Overnight, the most-traded SHFE 2402 lead contract opened higher at 16,105 yuan/mt. The supply of secondary lead increased and the destocking of lead ingots slowed down. SHFE lead once fell to 16,070 yuan/mt at the beginning of the session. The contract finally closed at 16120 yuan/mt, an increase of 0.06%; its open interest reached 37991 lots, a decrease of 827 lots from the previous trading day.

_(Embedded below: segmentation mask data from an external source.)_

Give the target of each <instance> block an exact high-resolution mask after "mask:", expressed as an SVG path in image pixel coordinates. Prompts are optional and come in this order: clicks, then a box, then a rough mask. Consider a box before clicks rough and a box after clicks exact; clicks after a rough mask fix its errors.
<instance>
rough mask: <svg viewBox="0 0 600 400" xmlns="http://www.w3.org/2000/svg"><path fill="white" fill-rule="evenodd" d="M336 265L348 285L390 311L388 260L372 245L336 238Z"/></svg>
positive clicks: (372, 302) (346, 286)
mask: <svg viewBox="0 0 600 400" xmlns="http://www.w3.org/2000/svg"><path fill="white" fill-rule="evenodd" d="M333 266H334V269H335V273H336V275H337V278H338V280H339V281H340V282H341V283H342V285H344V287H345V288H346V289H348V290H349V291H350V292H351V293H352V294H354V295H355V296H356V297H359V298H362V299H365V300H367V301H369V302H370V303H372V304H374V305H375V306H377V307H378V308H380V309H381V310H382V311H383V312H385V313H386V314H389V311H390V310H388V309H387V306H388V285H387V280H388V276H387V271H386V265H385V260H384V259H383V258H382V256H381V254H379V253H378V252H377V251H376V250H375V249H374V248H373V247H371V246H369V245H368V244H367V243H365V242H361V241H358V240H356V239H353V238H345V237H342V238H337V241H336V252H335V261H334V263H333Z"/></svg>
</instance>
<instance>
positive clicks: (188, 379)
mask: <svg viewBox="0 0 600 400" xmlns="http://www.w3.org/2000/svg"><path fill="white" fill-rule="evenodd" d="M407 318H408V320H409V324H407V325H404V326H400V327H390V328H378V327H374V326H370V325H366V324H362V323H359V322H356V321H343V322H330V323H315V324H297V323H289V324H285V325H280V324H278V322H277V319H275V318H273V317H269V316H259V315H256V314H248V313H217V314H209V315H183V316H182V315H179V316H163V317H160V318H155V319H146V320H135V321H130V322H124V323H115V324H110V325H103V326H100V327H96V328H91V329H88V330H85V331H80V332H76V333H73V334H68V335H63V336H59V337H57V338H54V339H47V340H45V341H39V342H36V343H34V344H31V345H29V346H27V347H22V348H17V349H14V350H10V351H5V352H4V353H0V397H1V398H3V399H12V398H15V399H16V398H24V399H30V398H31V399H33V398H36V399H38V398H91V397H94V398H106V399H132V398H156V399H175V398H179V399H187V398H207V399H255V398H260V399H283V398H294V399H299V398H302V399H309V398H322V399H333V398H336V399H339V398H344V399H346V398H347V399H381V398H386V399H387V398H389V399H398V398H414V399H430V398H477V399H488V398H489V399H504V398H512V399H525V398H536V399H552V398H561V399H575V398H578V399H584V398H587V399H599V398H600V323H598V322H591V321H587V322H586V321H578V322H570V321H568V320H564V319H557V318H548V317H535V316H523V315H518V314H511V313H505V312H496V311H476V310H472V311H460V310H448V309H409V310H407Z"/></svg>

Overnight, the U.S. dollar index closed down 0.14%. The U.S. non-manufacturing purchasing managers' index in December and the service industry employment sub-indicator in December both fell, inhibiting the rise of the U.S. dollar; The New York Fed's December survey showed that consumers' inflation expectations for 2024 fell to 3.01% in December from 33.6% in the previous month, the lowest in three years. Federal Reserve Board of Governors officials said that the risk of rising inflation still exists and that it is not yet the right time to cut interest rates. The Federal Reserve is expected to cut interest rates for the first time in the third quarter, once again cooling expectations for a rate cut by the Federal Reserve. LME zinc opened at $2553/mt on Monday, with a session low of $2491/mt before closing at $2504/mt, down 1.57%. Open interest rose 1108 lots to 203,000 lots. LME zinc inventories fell 1675 mt to 218375 mt.Overnight, the most-traded SHFE 2402 zinc contract opened at 21140 yuan/mt, and closed at 21095 yuan/mt, down 160 yuan/mt or 0.75%. Trading volume fell to 37495 lots, and open interest decreased 2004 lots to 69996 lots. According to SMM statistics, domestic refined zinc production is expected to drop to 572,400 mt in January 2024 from 590,900 mt in December, and the market's spot volume may remain in short supply, providing support for SHFE zinc.
SHFE 2402 tin contract fell to 203,710 yuan/mt and then rebounded overnight, before closing at 204,610 yuan/mt overnight, down 0.67%.
Yesterday, spot premiums and discounts in domestic spot market for various tin ingot brands were as below. Small brand tin ingots were offered at discounts of 0-500 yuan/mt against SHFE 2402 tin contract, versus premiums of 100-800 yuan/mt for delivery brands, premiums of 900-1000 yuan/mt for Yunxi brand, and discounts of 1000-1500 yuan/mt for imported brand tin ingots. Yesterday, tin prices generally moved sideways. Traders reported that downstream companies were more enthusiastic about purchasing. The transactions in the spot market increased yesterday.
Overnight, the most-traded SHFE nickel contract opened at 123,300 yuan/mt, and closed at 124,450 yuan/mt, up 910 yuan/mt. Trading volume rose 9329 lots, and open interest increased by 7,082 lots. From a macro perspective, the Fed's speech last night changed from dovish to hawkish, and the market expectations for interest rate cuts in 2024 have cooled down. From a fundamentals perspective, pure nickel warehouse receipt inventory continued to accumulate yesterday, with LME inventory accumulating 360 mt. In summary, it is expected that nickel prices may continue to fluctuate in a narrow range in the future.